Leeds-based Quantum Group is challenging the perception that quantity surveying services are only of benefit to main contractors in the construction industry by giving specialist sub-contractors, many of whom are smaller enterprises, easy access to its services.
Stephen Pilling, founder and director of Leeds-based Quantum Group, who is himself an RICS (Royal Institute of Quantity Surveyors) qualified quantity surveyor with 37 years’ experience, believes this perception is widespread amongst sub-contractors and he and his team are seeking to change this.
Despite the far-reaching benefits that quantity surveying services can deliver to any construction sub-contractor, the number of businesses accessing these services continues to be relatively low. Whilst main contractors routinely use the profession, with many employing their own quantity surveyors in-house, the 91,500 businesses of this type represent only around a quarter of ‘trades’ in the construction industry.
Data published by the Office for National Statistics (ONS) in 2021 shows that there are nearly 242,000 companies registered in the UK that could be classed as ‘specialist subcontractors’. The range of trades and industry categories these companies fall into is extremely broad, ranging from ‘test drilling and boring’ and ‘construction of bridges and tunnels’ to ‘installation of electrical wiring and fitting’ and ‘plastering’.
This means there are opportunities for significant improvements in contract efficiency and profitability for a very large proportion of the construction sector, according to Stephen Pilling.
“The nature of the industry is such that contractors are, more often than not, ‘management companies’, albeit they do employ a few in-house trades,” said Stephen. “They serve a management function to deliver the built environment, whereas sub-contractors, what we class as the second and subsequent tiers, provide the actual trades and the work solutions.”
“So what we tend to find in the industry is that those guys who are providing the trades and are very proficient at what they do – technically adept and focused on getting the work done – perhaps neglect what’s required in relation to managing the project. They overlook financial efficiency and often don’t check if the project is in good health, which is important because it ultimately feeds the business income.”
The Quantum team believes it is necessary to disrupt the industry and change the way quantity surveying is perceived.

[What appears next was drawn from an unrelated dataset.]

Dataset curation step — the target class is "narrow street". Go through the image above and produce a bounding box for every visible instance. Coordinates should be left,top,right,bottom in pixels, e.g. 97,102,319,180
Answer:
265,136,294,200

Their long term goal is to develop a greater understanding of quantity surveying and, in doing so, giving many more construction sub-contractors the confidence to outsource their contract management requirements in the same way that they would appoint an external accountant to manage their business accounts.
Stephen continued: “As quantity surveyors, what we want to do is open ourselves up and make ourselves accessible to both contractors and sub-contractors. A lot of the time we find that sub-contractors in the industry don’t necessarily see quantity surveying as something that is accessible to them. They see it as something that only main contractors have as a resource.
“That’s why we are providing something that is accessible to them. They can outsource those skills that might not otherwise be available to them in-house and incorporate these into their own business model, and in their own management structure.”
The RICS highlights the significant role that sub-contractors make on its website. The organisation says that ‘almost all construction work involves sub-contracting, and it is not uncommon for the majority of the main contract works to be carried out by sub-contractors, with the main contractor taking a role in managing and controlling the sub-contractors’. It estimates that the value of works carried out by sub-contractors could be 85-90% of the total value of the main contract works.